Community Conundrum 25: Feature Visualization is now live! Read More

Creating a (categorical) column based on another column values?

Level 3
Creating a (categorical) column based on another column values?

Hi, 

I'm trying to create a column based on another column values. I'm aware I could easily achieve this by the builtin processor through the following steps:

- copy/duplicate the existing column,

- and do find-and-replace on the new created column according to the previous column values.

But I wish to do this with the formula processor instead, with the "if-statement" approach.  Perhaps I may illustrate them like the following :

existing_columnnew_column
BMW1
Toyota2
Honda3

 

I'd like to categorize the manufacturer brand on left column to values on the right column. So far, I've been doing it the new_column formula creation like the following:

if (existing_column == "BMW", "1", 
else
    existing_column == "Toyota", "2",
else
   existing_column == "Honda", "3",
end)

But the code didn't work, could anyone point me to a somewhat similar examples? Been looking for it for awhile, and any help would be greatly appreciated.

 

Thanks,

GLN

 

 

6 Replies
Dataiker
Dataiker

Hi @gerryleonugroho,

In your case, you need to use nested if-statements.

Here would be the correct usage for your example.

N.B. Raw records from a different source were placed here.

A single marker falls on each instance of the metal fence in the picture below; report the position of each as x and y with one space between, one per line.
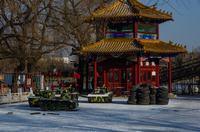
7 97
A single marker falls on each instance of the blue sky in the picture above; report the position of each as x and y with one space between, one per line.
186 27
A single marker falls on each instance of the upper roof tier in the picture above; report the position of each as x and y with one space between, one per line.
107 46
130 8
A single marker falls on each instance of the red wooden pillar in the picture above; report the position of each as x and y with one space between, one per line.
104 30
87 71
170 76
157 74
157 31
95 72
136 73
136 29
139 69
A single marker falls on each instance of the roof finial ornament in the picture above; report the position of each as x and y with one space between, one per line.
154 7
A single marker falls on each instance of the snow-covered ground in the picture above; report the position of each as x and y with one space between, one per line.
182 114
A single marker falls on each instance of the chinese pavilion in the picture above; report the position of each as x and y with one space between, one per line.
128 48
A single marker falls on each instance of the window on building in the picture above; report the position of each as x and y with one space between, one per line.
141 63
153 63
145 76
129 76
153 76
110 76
149 76
146 28
123 76
127 27
116 76
147 63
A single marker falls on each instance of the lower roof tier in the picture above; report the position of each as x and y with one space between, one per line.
107 46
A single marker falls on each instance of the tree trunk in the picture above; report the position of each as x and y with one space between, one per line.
31 69
17 72
81 72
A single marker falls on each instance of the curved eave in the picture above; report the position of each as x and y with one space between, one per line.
93 18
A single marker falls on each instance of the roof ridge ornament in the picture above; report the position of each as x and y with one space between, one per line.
170 42
154 7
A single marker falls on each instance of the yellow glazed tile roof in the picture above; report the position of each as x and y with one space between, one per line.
106 46
131 8
112 46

if(existing_column == "BMW", 1, 
if(existing_column == "Toyota", 2,
if(existing_column == "Honda", 3,"")))

 Have a nice day!

Level 3
Author

Hi @dimitri, thanks for the help, the solution worked out great! Though I'am just wondering, would there be a more "elegant" way to solve this? Assuming I have a little over then a hundred list of car manufacturers to match, since that would create a lot of nested closing brackets at the end.

Thanks,

GLN

Dataiker
Dataiker

Hi @gerryleonugroho,

An alternative way to achieve that in a more convenient manner when you have a lot of values would be to use a join recipe with a "reference table".

join recipe.png

The "reference table" could be an editable dataset that you create in DSS, with two columns, one containing all the values of the original column, and the second containing all the corresponding values.

editable dataset.png

 

Then create a join recipe (using either a left or a right join depending on the order of the original dataset), and you will be able to generate a new dataset having a new column containing the matching values.

recipe details.png

 

result.png

 

Have a nice day!

Level 3
Author

Hi @dimitri,

This is getting interesting, especially with the second step of having a reference table, where you can directly create in DSS, without having to upload them in the first place and have them edited/updated according to your requirements.

I didn't even know the feature exist, do you mind showing the steps to create one? I haven't been able to find them in the documentation/academy sections of the Dataiku's site. While for the join recipe, it's something I had in mind previously, it just that I took a different route to accomplish the journey.

 

Cheers,

GLN

Dataiker
Dataiker

Hi @gerryleonugroho,

You can create an editable dataset right from the flow by clicking on "+ dataset" then "editable".

new editable dataset.png

 

Select whether you want to start from scratch, or whether you want to prepopulate it with existing values from a file or another dataset, set its name and then click on "Create".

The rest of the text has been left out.